Here is Prime Minister Kevin Rudd yesterday, with his own apocalyptic vision: "If we do not begin reducing the nation's levels of carbon pollution, Australia's economy will face more frequent and severe droughts, less water, reduced food production and devastation of areas such as the Great Barrier Reef and Kakadu wetlands."
And here is a senior Sydney Morning Herald journalist aghast at the horrors described in the report on global warming released on Friday by Rudd's guru, Professor Ross Garnaut: "Australians must pay more for petrol, food and energy or ultimately face a rising death toll . . ."
Wow. Pay more for food or die. Is that Rudd's next campaign slogan?
Of course, we can laugh at this -- and must -- but the price for such folly may soon be your job, or at least your cash.
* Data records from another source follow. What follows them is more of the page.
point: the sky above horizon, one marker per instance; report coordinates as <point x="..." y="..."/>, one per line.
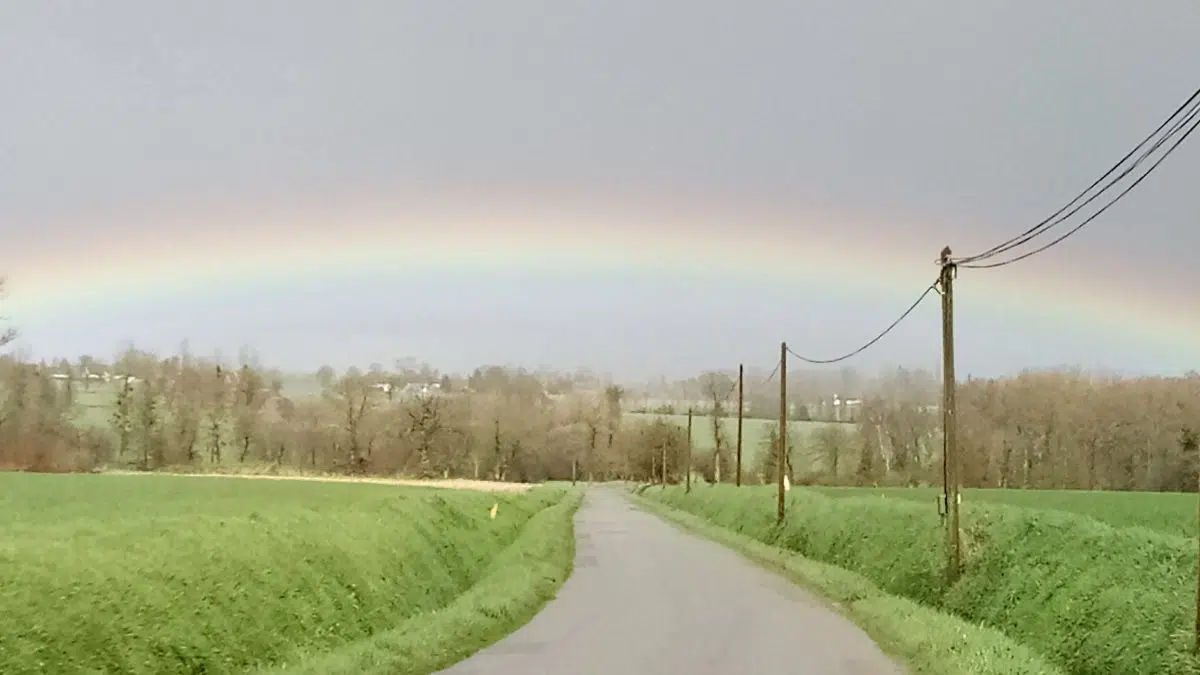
<point x="871" y="132"/>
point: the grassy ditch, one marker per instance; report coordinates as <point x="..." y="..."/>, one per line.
<point x="1089" y="597"/>
<point x="175" y="574"/>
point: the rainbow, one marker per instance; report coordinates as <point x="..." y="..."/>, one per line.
<point x="113" y="258"/>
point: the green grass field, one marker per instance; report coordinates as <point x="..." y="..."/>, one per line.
<point x="1097" y="583"/>
<point x="1170" y="513"/>
<point x="189" y="574"/>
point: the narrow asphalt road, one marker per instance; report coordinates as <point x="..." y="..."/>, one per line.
<point x="647" y="598"/>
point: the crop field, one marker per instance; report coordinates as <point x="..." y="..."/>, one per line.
<point x="1093" y="581"/>
<point x="187" y="574"/>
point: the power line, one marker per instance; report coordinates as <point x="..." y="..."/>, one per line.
<point x="1073" y="207"/>
<point x="873" y="340"/>
<point x="774" y="372"/>
<point x="1194" y="121"/>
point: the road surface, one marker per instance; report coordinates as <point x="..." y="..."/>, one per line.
<point x="647" y="598"/>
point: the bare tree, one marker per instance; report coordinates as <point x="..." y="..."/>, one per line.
<point x="717" y="388"/>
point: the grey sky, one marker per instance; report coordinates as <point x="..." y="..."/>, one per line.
<point x="983" y="113"/>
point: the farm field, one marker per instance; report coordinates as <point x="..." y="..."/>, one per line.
<point x="1092" y="581"/>
<point x="1170" y="513"/>
<point x="274" y="575"/>
<point x="755" y="431"/>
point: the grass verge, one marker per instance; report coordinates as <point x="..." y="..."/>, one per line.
<point x="929" y="641"/>
<point x="519" y="584"/>
<point x="1090" y="598"/>
<point x="160" y="574"/>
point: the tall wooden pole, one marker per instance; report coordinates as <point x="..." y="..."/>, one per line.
<point x="951" y="490"/>
<point x="688" y="489"/>
<point x="781" y="508"/>
<point x="665" y="464"/>
<point x="741" y="406"/>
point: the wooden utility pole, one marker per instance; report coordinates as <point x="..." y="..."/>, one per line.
<point x="742" y="374"/>
<point x="781" y="508"/>
<point x="688" y="489"/>
<point x="951" y="476"/>
<point x="665" y="446"/>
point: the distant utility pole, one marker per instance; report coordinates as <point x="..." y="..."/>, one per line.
<point x="688" y="489"/>
<point x="781" y="511"/>
<point x="666" y="444"/>
<point x="742" y="374"/>
<point x="951" y="476"/>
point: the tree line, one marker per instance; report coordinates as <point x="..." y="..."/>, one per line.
<point x="1048" y="430"/>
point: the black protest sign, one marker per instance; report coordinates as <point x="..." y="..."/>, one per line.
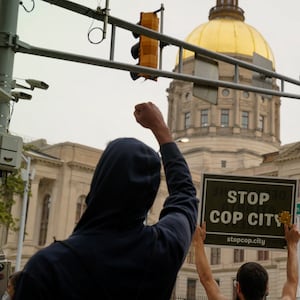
<point x="242" y="211"/>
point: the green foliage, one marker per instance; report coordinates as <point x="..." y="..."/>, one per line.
<point x="11" y="185"/>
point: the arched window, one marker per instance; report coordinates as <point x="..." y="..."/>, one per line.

Rudd and Garnaut want to scare you into backing their plan to force people who produce everything from petrol to coal-fired electricity, from steel to soft drinks, to pay for licences to emit carbon dioxide -- the gas they think is heating the world to hell.
The cost of those licences, totalling in the billions, will then be passed on to you through higher bills for petrol, power, food, housing, air travel and anything else that uses lots of gassy power. In some countries they're even planning to tax farting cows, so there's no end to the ways you can be stung.
Rudd hopes this pain will make you switch to expensive but less gassy alternatives, and -- hey presto -- the world's temperature will then fall, just like it's actually done since the day Al Gore released An Inconvenient Truth.
But you'll have spotted already the big flaw in Rudd's mad plan -- one that confirms he and Garnaut really do have delusions.
The truth is Australia on its own emits less than 1.5 per cent of the world's carbon dioxide. Any savings we make will make no real difference, given that China (now the biggest emitter) and India (the fourth) are booming so fast that they alone will pump out 42 per cent of the world's greenhouse gases by 2030.
Indeed, so fast are the world's emissions growing -- by 3.1 per cent a year thanks mostly to these two giants -- that the 20 per cent cuts Rudd demands of Australians by 2020 would be swallowed up in just 28 days. That's how little our multi-billions of dollars in sacrifices will matter.
And that's why Rudd's claim that we'll be ruined if we don't cut Australia's gases is a lie. To be blunt.
Ask Rudd's guru. Garnaut on Friday admitted any cuts we make will be useless unless they inspire other countries to do the same -- especially China and India: "Only a global agreement has any prospect of reducing risks of dangerous climate change to acceptable levels."
So almost everything depends on China and India copying us. But the chances of that? A big, round zero.
A year ago China released its own global warming strategy -- its own Garnaut report -- which bluntly refused to cut its total emissions.
Said Ma Kai, head of China's powerful State Council: "China does not commit to any quantified emissions-reduction commitments . . . our efforts to fight climate change must not come at the expense of economic growth."